En distintas etapas de la humanidad, la fuerza, por un lado, y la religión, por el otro, intentaron mediar para zanjarlos. Hoy, se pone la esperanza en la ley y la justicia como sistemas visibles, pero habría que ocuparse de las cosas que trasmitimos y transferimos de modo implícito, por acciones y omisiones, por los modos de organizar, por las normas y las prioridades, por su evolución y consideración y tantas otras “cosas invisibles”.Las disfunciones sociales, entre ellas el conflicto, debemos relacionarlas con los “sistemas invisibles” que practicamos.

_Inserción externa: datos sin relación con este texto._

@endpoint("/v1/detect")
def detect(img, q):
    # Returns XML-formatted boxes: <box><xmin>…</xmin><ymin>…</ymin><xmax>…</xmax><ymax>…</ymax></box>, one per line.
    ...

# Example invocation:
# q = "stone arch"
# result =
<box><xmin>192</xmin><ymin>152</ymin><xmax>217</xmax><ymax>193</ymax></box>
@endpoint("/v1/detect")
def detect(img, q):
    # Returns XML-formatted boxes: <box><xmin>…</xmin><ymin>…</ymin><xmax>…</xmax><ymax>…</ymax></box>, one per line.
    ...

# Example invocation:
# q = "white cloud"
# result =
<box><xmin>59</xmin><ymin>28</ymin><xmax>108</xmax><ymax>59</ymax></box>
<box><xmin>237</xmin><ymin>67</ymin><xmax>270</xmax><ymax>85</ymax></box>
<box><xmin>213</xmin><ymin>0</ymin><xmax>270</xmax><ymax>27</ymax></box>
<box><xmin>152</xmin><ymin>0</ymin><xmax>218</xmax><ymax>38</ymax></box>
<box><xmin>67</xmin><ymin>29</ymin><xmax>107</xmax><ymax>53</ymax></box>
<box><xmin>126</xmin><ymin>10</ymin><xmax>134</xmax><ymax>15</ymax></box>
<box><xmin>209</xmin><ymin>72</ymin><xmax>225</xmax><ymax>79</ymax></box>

La persona prejuiciosa sólo percibe la información que corrobora su prejuicio, con lo que se ha inmunizado contra toda posible crítica, su pensamiento no es libre. Y todo esto ya predispone para el conflicto.
En el conflicto son las personas las que sufren por ser maltratadas, afrentadas, excluidas o ignoradas. Y la persona, no la ciudad, no la empresa, es el valor a cuidar.

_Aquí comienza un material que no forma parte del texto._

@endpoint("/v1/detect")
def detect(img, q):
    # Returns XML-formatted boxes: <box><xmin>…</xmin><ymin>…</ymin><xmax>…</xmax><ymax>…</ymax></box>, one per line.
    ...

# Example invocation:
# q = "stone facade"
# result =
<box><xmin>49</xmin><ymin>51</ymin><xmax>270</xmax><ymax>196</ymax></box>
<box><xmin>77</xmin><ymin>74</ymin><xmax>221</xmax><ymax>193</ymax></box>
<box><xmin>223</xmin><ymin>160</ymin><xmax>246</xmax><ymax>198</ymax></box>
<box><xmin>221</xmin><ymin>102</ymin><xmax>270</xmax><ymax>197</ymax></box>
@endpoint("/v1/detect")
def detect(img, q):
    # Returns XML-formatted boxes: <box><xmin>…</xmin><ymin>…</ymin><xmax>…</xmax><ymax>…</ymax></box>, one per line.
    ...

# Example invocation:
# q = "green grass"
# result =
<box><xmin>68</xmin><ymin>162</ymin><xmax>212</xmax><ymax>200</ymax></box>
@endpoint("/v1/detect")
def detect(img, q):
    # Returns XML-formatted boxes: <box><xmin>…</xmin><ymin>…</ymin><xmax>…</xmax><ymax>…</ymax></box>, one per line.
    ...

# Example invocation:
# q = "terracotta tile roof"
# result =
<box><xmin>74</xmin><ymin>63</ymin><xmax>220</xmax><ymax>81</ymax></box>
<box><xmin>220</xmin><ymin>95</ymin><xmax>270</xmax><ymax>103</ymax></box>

La raíz del conflicto y de la intolerancia se hunde en la sobrevaloración de lo propio, que progresivamente lleva a un distanciamiento del otro. El otro pierde su individualidad y deja de ser alguien por quien se pueda sentir y pasa a ser un subhumano, un animal que quiere arrebatarme mis derechos y contra el que debo defenderme. Una vía de solución es descubrir el buen rumbo y ayudar a mantenerlo.
Los antiguos proponían hacer las cosas que el honor obligaba. Ésa era la base de la dignidad, que al reconocerse evitaba el conflicto ¿Podremos entenderlo? Y sobre todo, ¿podremos practicarlo?